As previously indicated, the ANN is exposed to two distinct types of data: the train data and the test data. The training data serves as the foundation for instructing and constructing the network model, encompassing information that the network processes during its training phase. Subsequently, the trained model undergoes rigorous testing. During this evaluation process, the predicted values of both the training and test data are compared against the corresponding real values from their respective datasets. Notably, the comparison reveals a noteworthy absence of over-fitting and under-fitting issues associated with the network under consideration.

5. Conclusions

In this study, a new metering system was presented to measure the amount of void fraction. Measuring fractions is vital in a number of industries. So, the presented system was utilized for an air and water homogeneous regime. An MLP ANN was created to achieve the aforementioned goal. This network had five inputs; four different inputs were obtained from simulating the 8-electrode sensor in COMSOL Multiphysics and another input was the temperature ranging from 275 to 370 degrees Kelvin.
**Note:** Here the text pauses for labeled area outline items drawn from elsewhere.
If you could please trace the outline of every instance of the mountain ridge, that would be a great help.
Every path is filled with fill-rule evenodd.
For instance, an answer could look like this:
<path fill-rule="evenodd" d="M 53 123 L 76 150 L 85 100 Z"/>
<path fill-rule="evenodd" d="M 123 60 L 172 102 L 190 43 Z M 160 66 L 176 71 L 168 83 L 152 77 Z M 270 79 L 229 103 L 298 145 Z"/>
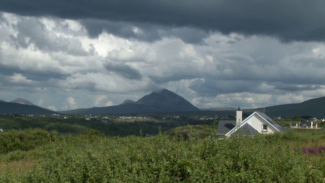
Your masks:
<path fill-rule="evenodd" d="M 121 104 L 95 108 L 60 111 L 66 114 L 102 114 L 201 111 L 182 97 L 167 89 L 153 92 L 137 101 L 126 100 Z"/>

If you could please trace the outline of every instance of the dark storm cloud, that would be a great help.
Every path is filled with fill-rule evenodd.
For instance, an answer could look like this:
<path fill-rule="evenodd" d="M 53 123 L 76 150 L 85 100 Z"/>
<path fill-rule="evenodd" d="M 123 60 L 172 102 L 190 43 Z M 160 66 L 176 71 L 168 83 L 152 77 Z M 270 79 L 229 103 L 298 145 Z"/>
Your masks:
<path fill-rule="evenodd" d="M 22 15 L 191 27 L 226 35 L 268 35 L 284 42 L 324 41 L 324 7 L 323 1 L 303 0 L 0 1 L 0 11 Z M 121 29 L 83 24 L 92 36 Z"/>
<path fill-rule="evenodd" d="M 320 86 L 315 85 L 279 85 L 275 86 L 274 89 L 281 90 L 299 92 L 304 90 L 314 90 L 321 88 Z"/>
<path fill-rule="evenodd" d="M 95 38 L 106 31 L 119 37 L 153 42 L 161 39 L 158 29 L 160 26 L 146 23 L 131 24 L 124 22 L 114 22 L 96 19 L 83 19 L 80 23 L 88 30 L 90 37 Z M 137 32 L 136 28 L 138 29 Z"/>
<path fill-rule="evenodd" d="M 142 79 L 141 73 L 131 66 L 122 63 L 106 62 L 105 64 L 106 69 L 129 79 L 141 80 Z"/>

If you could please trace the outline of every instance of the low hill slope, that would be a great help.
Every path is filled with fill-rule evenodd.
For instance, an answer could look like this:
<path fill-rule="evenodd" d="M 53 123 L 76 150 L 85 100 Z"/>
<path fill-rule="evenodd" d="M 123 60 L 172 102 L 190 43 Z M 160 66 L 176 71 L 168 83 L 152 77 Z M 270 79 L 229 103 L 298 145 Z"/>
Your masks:
<path fill-rule="evenodd" d="M 295 116 L 325 117 L 325 97 L 313 99 L 300 103 L 280 105 L 259 108 L 254 111 L 265 111 L 269 116 L 292 118 Z"/>
<path fill-rule="evenodd" d="M 56 113 L 34 105 L 0 102 L 0 113 L 19 114 L 52 114 Z"/>

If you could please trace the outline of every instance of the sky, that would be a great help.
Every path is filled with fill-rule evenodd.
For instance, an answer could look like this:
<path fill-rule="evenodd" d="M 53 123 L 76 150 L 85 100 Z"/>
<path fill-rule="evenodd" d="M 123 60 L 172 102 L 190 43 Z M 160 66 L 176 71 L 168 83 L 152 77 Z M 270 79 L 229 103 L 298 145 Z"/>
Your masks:
<path fill-rule="evenodd" d="M 200 108 L 325 96 L 322 0 L 0 0 L 0 99 L 55 111 L 166 88 Z"/>

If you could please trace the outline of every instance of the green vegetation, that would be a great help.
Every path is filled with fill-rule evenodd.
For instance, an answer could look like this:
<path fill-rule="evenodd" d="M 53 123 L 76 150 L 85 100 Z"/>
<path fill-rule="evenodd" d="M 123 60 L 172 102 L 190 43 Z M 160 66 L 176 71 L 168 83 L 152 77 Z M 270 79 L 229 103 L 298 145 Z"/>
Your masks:
<path fill-rule="evenodd" d="M 214 119 L 206 120 L 208 126 L 213 125 L 214 122 Z M 38 128 L 49 132 L 55 130 L 59 134 L 72 135 L 88 133 L 93 130 L 110 136 L 139 135 L 140 131 L 144 134 L 153 135 L 158 133 L 159 128 L 165 131 L 177 127 L 204 124 L 203 120 L 174 116 L 135 116 L 123 119 L 118 116 L 0 115 L 0 128 L 5 131 Z"/>
<path fill-rule="evenodd" d="M 188 140 L 171 137 L 173 133 L 109 137 L 98 131 L 74 136 L 39 129 L 6 131 L 0 133 L 0 182 L 316 182 L 325 178 L 325 156 L 301 150 L 325 146 L 323 129 L 312 135 L 295 130 L 218 139 L 200 138 L 194 127 L 188 128 Z M 202 131 L 202 126 L 196 127 Z"/>

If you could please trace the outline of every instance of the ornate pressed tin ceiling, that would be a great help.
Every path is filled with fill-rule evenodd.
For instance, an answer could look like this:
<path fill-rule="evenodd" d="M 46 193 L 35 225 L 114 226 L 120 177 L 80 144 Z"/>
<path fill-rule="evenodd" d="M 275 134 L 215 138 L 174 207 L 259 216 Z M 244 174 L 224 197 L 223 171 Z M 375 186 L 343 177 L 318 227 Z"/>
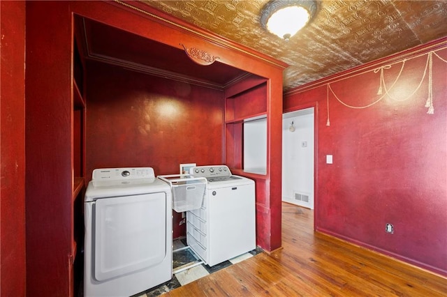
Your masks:
<path fill-rule="evenodd" d="M 283 61 L 284 91 L 447 36 L 446 1 L 319 1 L 285 41 L 263 29 L 267 0 L 142 1 Z"/>

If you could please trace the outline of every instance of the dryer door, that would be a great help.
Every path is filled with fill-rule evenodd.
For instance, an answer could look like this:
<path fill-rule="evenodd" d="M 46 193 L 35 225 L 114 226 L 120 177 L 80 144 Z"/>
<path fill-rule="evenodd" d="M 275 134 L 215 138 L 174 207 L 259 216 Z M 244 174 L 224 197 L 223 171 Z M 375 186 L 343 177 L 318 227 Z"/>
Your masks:
<path fill-rule="evenodd" d="M 145 269 L 166 256 L 164 192 L 97 199 L 94 277 L 103 281 Z"/>

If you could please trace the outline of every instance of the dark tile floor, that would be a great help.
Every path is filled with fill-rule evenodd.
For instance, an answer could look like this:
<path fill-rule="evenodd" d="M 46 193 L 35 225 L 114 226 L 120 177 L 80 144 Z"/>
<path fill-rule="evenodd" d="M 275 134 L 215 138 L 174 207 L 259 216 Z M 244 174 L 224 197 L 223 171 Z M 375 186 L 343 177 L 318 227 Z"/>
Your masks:
<path fill-rule="evenodd" d="M 193 282 L 200 277 L 203 277 L 210 273 L 219 271 L 228 267 L 235 263 L 243 261 L 246 259 L 251 257 L 256 254 L 263 252 L 260 247 L 250 251 L 246 254 L 242 254 L 228 261 L 225 261 L 212 267 L 205 265 L 201 262 L 200 259 L 197 257 L 189 248 L 182 249 L 186 246 L 186 238 L 177 239 L 173 243 L 173 250 L 179 250 L 173 254 L 173 278 L 159 286 L 150 289 L 149 290 L 141 292 L 134 295 L 132 297 L 154 297 L 159 296 L 163 293 L 168 292 L 175 288 L 178 288 L 182 285 Z M 193 266 L 196 264 L 196 266 Z M 186 268 L 186 267 L 191 268 Z"/>

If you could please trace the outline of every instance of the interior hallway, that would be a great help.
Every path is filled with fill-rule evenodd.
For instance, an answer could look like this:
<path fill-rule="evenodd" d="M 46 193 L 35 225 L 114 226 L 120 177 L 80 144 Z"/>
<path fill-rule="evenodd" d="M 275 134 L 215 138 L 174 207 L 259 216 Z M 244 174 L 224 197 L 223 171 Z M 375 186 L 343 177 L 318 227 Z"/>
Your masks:
<path fill-rule="evenodd" d="M 314 211 L 282 205 L 282 247 L 168 296 L 445 296 L 447 280 L 313 231 Z"/>

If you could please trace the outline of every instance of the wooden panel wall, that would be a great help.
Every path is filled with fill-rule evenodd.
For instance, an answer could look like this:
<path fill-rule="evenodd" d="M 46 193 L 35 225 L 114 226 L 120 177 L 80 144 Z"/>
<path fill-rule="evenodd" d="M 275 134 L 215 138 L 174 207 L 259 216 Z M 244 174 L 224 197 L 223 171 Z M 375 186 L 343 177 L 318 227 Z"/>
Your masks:
<path fill-rule="evenodd" d="M 286 112 L 317 107 L 316 229 L 444 275 L 446 45 L 303 86 L 284 100 Z"/>

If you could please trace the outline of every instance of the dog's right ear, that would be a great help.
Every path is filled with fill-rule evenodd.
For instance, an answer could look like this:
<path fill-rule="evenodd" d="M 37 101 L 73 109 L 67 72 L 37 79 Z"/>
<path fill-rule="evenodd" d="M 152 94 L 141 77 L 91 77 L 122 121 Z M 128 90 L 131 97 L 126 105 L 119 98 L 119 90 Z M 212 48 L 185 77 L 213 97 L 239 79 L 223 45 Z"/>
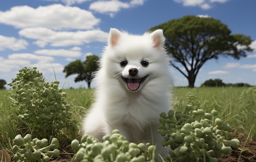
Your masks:
<path fill-rule="evenodd" d="M 117 44 L 118 40 L 122 33 L 115 28 L 110 28 L 108 36 L 108 45 L 114 47 Z"/>

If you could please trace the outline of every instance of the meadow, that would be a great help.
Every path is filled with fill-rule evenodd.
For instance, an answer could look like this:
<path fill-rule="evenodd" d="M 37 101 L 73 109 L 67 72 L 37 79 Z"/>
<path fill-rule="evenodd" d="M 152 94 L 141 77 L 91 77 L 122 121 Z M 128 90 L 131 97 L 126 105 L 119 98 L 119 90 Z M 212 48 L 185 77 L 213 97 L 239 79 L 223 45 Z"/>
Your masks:
<path fill-rule="evenodd" d="M 192 105 L 193 109 L 202 109 L 206 112 L 214 109 L 219 113 L 218 117 L 231 126 L 231 133 L 238 138 L 245 136 L 249 140 L 256 136 L 256 87 L 179 88 L 173 88 L 172 91 L 172 106 L 175 110 L 184 111 L 188 104 Z M 93 102 L 93 90 L 70 89 L 64 91 L 71 107 L 72 120 L 79 127 Z M 17 120 L 21 123 L 23 121 L 11 107 L 11 93 L 13 91 L 0 91 L 0 149 L 7 150 L 11 156 L 12 139 L 24 129 L 15 124 Z M 29 128 L 25 129 L 29 133 Z M 81 137 L 79 129 L 75 132 L 67 130 L 58 140 L 63 147 L 68 149 L 71 140 Z"/>

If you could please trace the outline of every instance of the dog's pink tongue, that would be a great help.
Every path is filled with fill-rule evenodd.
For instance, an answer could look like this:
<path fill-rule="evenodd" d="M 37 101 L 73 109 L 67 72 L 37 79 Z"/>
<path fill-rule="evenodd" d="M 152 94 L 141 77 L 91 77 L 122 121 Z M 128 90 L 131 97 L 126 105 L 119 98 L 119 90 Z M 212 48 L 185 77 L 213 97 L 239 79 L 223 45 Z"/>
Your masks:
<path fill-rule="evenodd" d="M 129 79 L 128 81 L 128 88 L 130 90 L 136 90 L 139 88 L 139 84 L 138 79 Z"/>

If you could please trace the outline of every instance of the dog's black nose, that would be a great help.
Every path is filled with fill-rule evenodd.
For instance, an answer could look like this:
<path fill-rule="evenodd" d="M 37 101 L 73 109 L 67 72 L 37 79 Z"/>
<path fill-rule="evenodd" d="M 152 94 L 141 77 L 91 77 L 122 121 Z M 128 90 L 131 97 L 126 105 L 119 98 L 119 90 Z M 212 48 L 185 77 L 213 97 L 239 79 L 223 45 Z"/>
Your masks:
<path fill-rule="evenodd" d="M 138 73 L 138 69 L 136 68 L 131 68 L 129 69 L 129 74 L 134 76 Z"/>

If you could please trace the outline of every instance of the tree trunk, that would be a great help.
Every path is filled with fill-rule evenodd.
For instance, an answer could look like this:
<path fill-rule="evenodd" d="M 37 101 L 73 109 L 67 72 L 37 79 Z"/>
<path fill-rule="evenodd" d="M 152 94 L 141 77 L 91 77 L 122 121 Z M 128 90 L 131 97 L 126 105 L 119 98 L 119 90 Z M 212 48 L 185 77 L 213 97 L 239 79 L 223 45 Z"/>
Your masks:
<path fill-rule="evenodd" d="M 193 88 L 195 86 L 195 81 L 196 75 L 194 74 L 194 72 L 189 71 L 188 72 L 189 76 L 188 80 L 189 81 L 189 86 L 191 88 Z"/>
<path fill-rule="evenodd" d="M 91 81 L 88 81 L 87 84 L 88 84 L 88 89 L 91 89 Z"/>

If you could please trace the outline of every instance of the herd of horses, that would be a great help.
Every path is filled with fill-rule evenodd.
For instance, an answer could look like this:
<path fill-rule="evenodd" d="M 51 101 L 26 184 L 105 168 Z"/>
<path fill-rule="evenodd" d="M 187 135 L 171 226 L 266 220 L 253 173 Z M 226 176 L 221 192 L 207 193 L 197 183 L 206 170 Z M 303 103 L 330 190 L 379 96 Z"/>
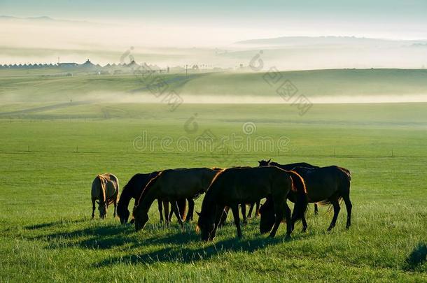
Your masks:
<path fill-rule="evenodd" d="M 192 168 L 166 169 L 147 174 L 136 174 L 123 187 L 119 199 L 118 178 L 112 174 L 98 175 L 92 185 L 92 218 L 95 202 L 99 203 L 99 217 L 104 218 L 108 205 L 114 205 L 114 217 L 121 224 L 129 221 L 129 203 L 135 200 L 132 218 L 136 231 L 148 222 L 148 211 L 158 201 L 160 222 L 169 224 L 174 216 L 183 226 L 193 219 L 195 199 L 204 194 L 196 230 L 204 241 L 213 240 L 217 229 L 223 226 L 231 210 L 237 230 L 241 237 L 240 215 L 244 222 L 252 216 L 260 215 L 260 232 L 270 232 L 274 237 L 280 224 L 286 220 L 287 239 L 297 221 L 301 220 L 302 231 L 307 228 L 305 212 L 309 203 L 330 205 L 334 215 L 328 228 L 335 226 L 344 201 L 347 212 L 346 227 L 351 225 L 350 171 L 330 166 L 318 167 L 307 163 L 279 164 L 270 160 L 258 161 L 257 167 Z M 260 201 L 265 198 L 260 206 Z M 287 200 L 294 203 L 291 211 Z M 187 209 L 187 203 L 188 208 Z M 171 210 L 169 212 L 169 204 Z M 246 215 L 246 205 L 250 205 Z"/>

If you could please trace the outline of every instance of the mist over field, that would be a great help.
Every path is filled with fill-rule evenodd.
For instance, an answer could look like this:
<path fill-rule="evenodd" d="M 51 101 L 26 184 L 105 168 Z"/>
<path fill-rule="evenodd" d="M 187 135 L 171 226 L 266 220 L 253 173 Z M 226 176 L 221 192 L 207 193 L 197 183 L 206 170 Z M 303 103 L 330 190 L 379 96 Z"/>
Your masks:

Based on every different amount for both temperature and pressure, there were various amounts of the εr of the liquid phase of the two-phase fluid, which was water. The simulations iterated a total of 180 times, resulting in the collection of an extensive dataset comprising 3780 distinct data points, 70 percent of which were utilized as training data and the remaining used as test data. The proposed neural network exhibited the capability to quantitatively assess the void fraction regardless of variations in pressure magnitude (from 1 to 500 Bar), thereby exhibiting its independence from pressure effects with a very low MAE equal to 0.38.

Author Contributions

Conceptualization, R.M.A.Q., A.M.M., J.W.G.G., M.R.R. and E.E.-Z.; Methodology, R.M.A.Q., F.F., H.L., M.A.M. and E.E.-Z.; Software, R.M.A.Q., F.F., M.R.R. and M.A.M.; Validation, R.M.A.Q., F.F., J.W.G.G., H.L. and M.A.M.; Formal analysis, F.F. and M.R.R.; Investigation, F.F. and H.L.; Resources, F.F. and M.R.R.; Data curation, F.F. and H.L.; Writing—original draft, R.M.A.Q., F.F. and M.A.M.; Writing—review & editing, A.M.M., J.W.G.G. and E.E.-Z.; Visualization, H.L. and M.R.R.; Supervision, A.M.M., J.W.G.G. and E.E.-Z.; Project administration, A.M.M. All authors have read and agreed to the published version of the manuscript.

Funding

The authors extend their appreciation to the Deanship of Scientific Research at King Khalid University for funding this work through large group Research Project under grant number RGP2/39/44. We acknowledge support by the German Research Foundation Projekt-Nr. 512648189 and the Open Access Publication Fund of the Thueringer Universitaets- und Landesbibliothek Jena.

Institutional Review Board Statement

Not applicable.

Informed Consent Statement

Not applicable.

Data Availability Statement

The data presented in this study are available on request from the corresponding author.

Conflicts of Interest

The authors declare no conflict of interest.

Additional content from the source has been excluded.